Comentarios y consejos
Pantalones + mangas largas para senderismo
Para sus excursiones, lo mejor es llevar pantalones y una camiseta o camisa de manga larga. Este atuendo le protegerá de los insectos y, sobre todo, del sol, ya que muchos de los senderos atraviesan zonas completamente abiertas.

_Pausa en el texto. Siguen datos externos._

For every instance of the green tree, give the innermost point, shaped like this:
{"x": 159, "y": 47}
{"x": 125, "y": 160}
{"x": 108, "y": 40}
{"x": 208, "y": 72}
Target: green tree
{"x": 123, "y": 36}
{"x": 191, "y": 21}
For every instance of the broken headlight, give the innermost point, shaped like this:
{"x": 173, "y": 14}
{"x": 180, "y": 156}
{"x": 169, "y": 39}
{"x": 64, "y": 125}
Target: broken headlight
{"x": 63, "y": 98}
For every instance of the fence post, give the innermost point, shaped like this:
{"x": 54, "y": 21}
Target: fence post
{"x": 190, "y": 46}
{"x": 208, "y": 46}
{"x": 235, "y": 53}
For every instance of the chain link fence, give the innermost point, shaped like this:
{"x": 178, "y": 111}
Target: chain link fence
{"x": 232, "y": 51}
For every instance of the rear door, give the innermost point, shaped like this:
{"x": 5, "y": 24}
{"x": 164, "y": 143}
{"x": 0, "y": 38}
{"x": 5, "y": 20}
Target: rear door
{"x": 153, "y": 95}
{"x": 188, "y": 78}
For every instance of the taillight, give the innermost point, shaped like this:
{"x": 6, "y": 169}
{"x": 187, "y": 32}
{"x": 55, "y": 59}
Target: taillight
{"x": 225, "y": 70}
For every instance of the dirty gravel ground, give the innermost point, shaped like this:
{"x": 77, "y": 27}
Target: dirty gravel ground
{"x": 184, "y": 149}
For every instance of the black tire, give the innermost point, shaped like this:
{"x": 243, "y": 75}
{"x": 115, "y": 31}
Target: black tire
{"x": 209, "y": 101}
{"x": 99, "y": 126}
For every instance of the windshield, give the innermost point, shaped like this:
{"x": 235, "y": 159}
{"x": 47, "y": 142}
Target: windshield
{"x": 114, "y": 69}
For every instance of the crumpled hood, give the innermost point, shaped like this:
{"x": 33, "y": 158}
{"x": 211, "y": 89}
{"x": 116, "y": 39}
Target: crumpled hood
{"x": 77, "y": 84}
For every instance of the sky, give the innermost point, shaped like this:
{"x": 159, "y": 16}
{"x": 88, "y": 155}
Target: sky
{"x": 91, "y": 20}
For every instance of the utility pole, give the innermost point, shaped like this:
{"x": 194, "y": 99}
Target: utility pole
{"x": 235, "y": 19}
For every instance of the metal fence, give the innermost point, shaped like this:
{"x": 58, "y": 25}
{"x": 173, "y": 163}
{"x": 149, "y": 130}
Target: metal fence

Lleve repelente de mosquitos
Aunque la región no es la más infestada de mosquitos que hemos visto, sí hay algunos. Por ello, como medida de precaución, recomendamos aplicar un buen repelente de mosquitos, sobre todo cuando se esté en el campo y en contacto con la vegetación.
Lleve crema solar
Cuando el sol atraviesa las nubes, el calor puede llegar a ser muy intenso, sobre todo porque a menudo se camina sin sombra. Por lo tanto, un protector solar de factor 50 o superior es esencial para proteger la piel y evitar las quemaduras solares durante las excursiones.
Traer bañador y toalla
Si viene a La Macarena, es sobre todo para admirar los famosos ríos de colores de la región. Hay muchos lugares donde bañarse y refrescarse a lo largo de los distintos senderos. Así que no olvide su bañador y una toalla para aprovecharlo al máximo.
Llevar sombrero o gorra
Para soportar mejor el calor, también es muy recomendable cubrirse la cabeza. En algunas excursiones, puede permanecer al sol durante varias horas, y un sombrero o una gorra evitarán el riesgo de insolación.
Lleva una botella de agua
En el Parque Nacional de la Sierra de la Macarena, la entrada con plástico, incluidas las botellas de agua, está estrictamente prohibida para proteger el medio ambiente. Por eso es esencial tener una botella de agua reutilizable, que puedes rellenar en el hotel antes de salir.
Lleva un poncho
Lo más probable es que visite la región durante la estación lluviosa, de abril a noviembre. En este caso, un poncho o una chaqueta impermeable pueden ser muy útiles. Durante nuestra estancia, por ejemplo, llovió tres de cada cinco días.
Llevar calzado para el agua
Por último, cuando llueve, los chubascos pueden ser muy intensos, convirtiendo a veces los caminos en pequeños ríos. Si no quieres que se te mojen las botas de montaña, es buena idea meter en la maleta un par de botas de agua.